2)  deve prometer fazer todo o possível para educar os filhos na fé católica;

3)  seja a parte não católica informada a respeito de tais compromissos assumidos pelo(a) futuro(a) consorte;

4)  ambos os noivos sejam instruídos a respeito das finalidades do casamento e das suas propriedades essenciais, que nenhuma das duas partes tem o direito de excluir (pois são características derivadas da lei natural; não ao divórcio, não a poligamia, respeito mútuo...).

Quanto à forma canonica ou quanto ao Ritual do casamento misto, distingamos casamento de parte católica com parte ortodoxa oriental e casamento com protestante.

Os ortodoxos têm o matrimônio na conta de verdadeiro sacramento, como os católicos o têm. Por conseguinte é válido e lícito tal casamento se é celebrado segundo um Ritual religioso com a participação de um ministro validamente habilitado.

Os protestantes não reconhecem o matrimônio como sacramento. Por isto requer-se a forma canonica ou a aplicação do rito católico. Não é lícito ao católico fazer duas cerimônias de casamento: uma no catolicismo e outra no protestantismo; o pastor protestante pode comparecer à cerimônia católica para fazer suas orações sobre os nubentes após o término do ritual católico.

2.2. O matrimônio com disparidade de culto

Para que seja válido e lícito, preencham-se as condições acima. Sem isto o casamento nem é válido.

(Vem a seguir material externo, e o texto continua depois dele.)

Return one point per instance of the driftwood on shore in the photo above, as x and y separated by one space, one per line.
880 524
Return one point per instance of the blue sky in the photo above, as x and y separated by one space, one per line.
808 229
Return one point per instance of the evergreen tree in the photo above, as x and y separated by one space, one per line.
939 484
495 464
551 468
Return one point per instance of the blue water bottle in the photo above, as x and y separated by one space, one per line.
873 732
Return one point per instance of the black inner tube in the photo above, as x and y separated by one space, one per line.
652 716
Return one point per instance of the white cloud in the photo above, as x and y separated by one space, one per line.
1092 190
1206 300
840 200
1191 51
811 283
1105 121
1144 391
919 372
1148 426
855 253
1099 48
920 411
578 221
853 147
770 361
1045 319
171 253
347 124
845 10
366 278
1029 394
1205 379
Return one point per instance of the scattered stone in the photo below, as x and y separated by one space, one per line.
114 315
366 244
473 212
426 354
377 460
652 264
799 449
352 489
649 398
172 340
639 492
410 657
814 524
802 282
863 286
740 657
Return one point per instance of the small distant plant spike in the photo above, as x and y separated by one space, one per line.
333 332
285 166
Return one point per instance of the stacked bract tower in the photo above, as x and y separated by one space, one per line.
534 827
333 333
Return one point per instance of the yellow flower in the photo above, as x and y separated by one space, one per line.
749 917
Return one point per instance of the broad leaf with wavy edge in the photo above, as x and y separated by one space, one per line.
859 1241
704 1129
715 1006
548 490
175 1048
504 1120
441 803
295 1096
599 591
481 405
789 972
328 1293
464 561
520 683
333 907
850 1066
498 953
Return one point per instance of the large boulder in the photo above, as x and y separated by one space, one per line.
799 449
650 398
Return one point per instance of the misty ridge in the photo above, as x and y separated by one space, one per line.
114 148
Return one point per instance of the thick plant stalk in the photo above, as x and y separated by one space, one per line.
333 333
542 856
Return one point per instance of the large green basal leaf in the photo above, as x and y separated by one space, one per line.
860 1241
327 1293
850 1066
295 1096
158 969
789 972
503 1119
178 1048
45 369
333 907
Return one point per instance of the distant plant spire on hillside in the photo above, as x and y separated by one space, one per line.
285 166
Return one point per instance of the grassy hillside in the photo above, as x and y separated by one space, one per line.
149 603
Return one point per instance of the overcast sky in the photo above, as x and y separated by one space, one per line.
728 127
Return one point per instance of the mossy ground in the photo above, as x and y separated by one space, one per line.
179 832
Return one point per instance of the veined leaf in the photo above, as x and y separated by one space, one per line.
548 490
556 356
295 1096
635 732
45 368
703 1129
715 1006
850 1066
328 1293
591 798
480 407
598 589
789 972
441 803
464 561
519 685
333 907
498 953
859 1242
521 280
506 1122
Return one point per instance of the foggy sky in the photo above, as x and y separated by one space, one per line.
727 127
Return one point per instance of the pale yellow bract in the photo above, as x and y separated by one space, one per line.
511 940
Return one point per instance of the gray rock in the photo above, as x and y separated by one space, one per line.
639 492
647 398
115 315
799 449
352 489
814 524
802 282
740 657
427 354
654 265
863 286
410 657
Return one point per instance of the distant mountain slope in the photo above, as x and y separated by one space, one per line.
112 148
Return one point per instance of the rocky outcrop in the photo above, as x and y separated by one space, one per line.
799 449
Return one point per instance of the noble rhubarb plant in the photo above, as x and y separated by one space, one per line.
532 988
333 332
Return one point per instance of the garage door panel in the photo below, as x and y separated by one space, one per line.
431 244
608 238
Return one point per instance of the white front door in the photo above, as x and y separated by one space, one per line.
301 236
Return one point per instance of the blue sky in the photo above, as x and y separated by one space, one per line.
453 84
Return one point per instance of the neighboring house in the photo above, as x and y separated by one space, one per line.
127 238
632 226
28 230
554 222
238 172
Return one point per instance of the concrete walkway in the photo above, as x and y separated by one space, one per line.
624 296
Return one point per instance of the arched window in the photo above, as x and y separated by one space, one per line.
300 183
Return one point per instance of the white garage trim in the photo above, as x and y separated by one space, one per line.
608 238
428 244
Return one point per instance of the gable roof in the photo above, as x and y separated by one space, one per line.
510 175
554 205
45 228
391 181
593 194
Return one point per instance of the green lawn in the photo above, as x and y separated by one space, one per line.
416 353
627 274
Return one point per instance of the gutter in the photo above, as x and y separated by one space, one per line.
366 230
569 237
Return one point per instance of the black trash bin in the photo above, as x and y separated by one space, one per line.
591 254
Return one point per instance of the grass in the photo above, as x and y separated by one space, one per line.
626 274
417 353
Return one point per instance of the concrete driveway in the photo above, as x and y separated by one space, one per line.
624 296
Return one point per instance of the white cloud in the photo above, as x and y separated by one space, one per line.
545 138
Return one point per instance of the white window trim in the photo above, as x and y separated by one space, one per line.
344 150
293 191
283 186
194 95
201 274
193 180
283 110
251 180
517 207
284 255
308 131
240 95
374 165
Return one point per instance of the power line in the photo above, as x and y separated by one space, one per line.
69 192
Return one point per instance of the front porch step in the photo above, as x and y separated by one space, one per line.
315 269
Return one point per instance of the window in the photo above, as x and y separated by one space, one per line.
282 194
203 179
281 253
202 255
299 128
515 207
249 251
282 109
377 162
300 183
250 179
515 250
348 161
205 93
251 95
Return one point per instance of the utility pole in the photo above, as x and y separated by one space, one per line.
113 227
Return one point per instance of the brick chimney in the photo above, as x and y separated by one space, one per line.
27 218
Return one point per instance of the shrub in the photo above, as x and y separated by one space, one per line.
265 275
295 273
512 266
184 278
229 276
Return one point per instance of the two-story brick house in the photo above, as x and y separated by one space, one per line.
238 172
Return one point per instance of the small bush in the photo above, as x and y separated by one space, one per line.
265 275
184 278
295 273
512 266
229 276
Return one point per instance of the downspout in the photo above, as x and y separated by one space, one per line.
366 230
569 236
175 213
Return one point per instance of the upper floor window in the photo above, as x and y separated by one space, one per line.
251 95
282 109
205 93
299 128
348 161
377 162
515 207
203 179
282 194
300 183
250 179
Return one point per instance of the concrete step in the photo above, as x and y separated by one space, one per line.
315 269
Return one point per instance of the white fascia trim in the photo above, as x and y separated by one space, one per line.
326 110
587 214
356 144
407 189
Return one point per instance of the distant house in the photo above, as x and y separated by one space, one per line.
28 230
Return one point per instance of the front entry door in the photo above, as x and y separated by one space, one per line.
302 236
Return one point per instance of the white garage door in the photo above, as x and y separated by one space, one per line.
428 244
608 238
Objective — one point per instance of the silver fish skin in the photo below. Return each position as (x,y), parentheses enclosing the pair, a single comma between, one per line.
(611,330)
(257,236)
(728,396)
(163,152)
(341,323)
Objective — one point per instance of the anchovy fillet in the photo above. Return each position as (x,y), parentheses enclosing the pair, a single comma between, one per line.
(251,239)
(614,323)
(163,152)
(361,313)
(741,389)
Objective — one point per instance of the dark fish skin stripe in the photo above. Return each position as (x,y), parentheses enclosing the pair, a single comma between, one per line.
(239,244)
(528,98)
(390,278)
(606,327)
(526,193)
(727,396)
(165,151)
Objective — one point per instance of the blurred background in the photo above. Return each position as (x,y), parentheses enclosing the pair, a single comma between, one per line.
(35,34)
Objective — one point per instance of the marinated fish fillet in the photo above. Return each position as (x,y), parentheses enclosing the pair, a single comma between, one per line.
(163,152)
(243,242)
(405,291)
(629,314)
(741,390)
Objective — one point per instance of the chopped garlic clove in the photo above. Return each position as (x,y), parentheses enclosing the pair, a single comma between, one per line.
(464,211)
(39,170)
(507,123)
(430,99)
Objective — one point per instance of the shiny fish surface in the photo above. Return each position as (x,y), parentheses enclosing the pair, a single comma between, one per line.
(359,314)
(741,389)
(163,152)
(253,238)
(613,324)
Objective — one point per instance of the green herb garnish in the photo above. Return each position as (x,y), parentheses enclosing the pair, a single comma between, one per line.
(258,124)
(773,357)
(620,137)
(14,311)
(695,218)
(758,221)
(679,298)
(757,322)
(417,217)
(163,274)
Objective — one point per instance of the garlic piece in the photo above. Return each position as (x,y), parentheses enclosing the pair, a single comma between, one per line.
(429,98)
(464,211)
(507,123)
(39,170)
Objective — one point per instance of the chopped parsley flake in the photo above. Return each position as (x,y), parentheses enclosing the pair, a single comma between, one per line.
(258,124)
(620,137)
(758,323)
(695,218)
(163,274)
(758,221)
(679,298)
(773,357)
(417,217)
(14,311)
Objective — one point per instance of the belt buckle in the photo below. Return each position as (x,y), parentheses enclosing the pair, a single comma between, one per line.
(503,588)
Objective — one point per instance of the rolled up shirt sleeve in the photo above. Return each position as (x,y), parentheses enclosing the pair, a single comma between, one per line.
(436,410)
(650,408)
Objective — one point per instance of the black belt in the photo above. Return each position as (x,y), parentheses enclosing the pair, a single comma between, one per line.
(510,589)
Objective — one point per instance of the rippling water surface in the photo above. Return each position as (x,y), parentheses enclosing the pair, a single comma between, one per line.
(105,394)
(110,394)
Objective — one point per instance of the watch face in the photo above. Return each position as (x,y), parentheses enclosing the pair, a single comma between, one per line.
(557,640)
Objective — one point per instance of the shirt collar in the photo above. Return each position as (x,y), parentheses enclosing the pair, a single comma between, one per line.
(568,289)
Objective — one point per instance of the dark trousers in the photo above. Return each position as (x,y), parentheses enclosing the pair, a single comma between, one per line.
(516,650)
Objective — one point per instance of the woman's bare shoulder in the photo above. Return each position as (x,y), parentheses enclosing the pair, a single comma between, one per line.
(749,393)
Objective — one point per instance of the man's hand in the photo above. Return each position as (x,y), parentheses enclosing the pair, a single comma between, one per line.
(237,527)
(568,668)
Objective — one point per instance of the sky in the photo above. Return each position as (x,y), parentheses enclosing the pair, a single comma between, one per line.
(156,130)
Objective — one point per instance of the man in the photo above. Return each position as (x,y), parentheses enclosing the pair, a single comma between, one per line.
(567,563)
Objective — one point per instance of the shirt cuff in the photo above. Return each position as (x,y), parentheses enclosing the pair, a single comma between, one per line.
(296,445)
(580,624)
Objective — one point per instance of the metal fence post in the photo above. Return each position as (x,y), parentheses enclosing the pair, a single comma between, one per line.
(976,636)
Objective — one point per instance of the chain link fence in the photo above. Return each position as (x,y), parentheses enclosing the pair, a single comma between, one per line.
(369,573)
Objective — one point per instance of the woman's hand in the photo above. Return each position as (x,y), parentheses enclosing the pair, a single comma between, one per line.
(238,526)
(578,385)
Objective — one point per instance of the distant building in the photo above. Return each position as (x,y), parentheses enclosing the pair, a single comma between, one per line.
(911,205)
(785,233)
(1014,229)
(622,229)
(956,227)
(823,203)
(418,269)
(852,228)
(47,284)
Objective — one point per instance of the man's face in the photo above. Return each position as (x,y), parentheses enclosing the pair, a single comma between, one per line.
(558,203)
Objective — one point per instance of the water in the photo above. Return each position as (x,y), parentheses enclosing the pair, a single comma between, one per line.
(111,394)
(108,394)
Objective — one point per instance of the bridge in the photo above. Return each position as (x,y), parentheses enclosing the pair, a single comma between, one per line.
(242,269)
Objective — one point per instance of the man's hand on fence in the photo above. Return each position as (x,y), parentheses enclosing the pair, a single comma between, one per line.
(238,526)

Quanto à forma canónica, é necessária. Todavia, se a parte não católica se recusa a ir a um templo católico, a parte católica poderá pedir dispensa da forma canonica ao seu Bispo através do Padre Vigário. Obtida a dispensa, os noivos compareçam ao Cartório e dêem seu consentimento matrimonial perante duas testemunhas; leve a notícia do fato ao Padre Vigário, que o registrará devidamente. A razão desta solução está no fato de que os ministros do sacramento do matrimônio são os dois nubentes; o sacerdote é apenas testemunha qualificada, que abençoa em nome da Igreja.

Se, após o casamento meramente civil, um dos cônjuges continua a recusar qualquer cerimônia religiosa, pode a parte católica pedir ao Sr. Bispo a "sanação em raiz" (procedimento que o Padre Vigário deve conhecer e encaminhar).

Nos matrimônios mistos acontece algumas vezes que uma das duas partes quer converter a outra ao seu credo, recorrendo a certa agressividade. A Igreja condena tal conduta e lembra as palavras de São Paulo:

"O marido que não tem fé, é santificado pela esposa e a esposa que não tem fé é santificada pelo marido que tem fé" (1 Cor 7, 14).

Ou ainda os dizeres de Elizabeth Leseur: "Uma alma que se eleva, eleva o mundo inteiro".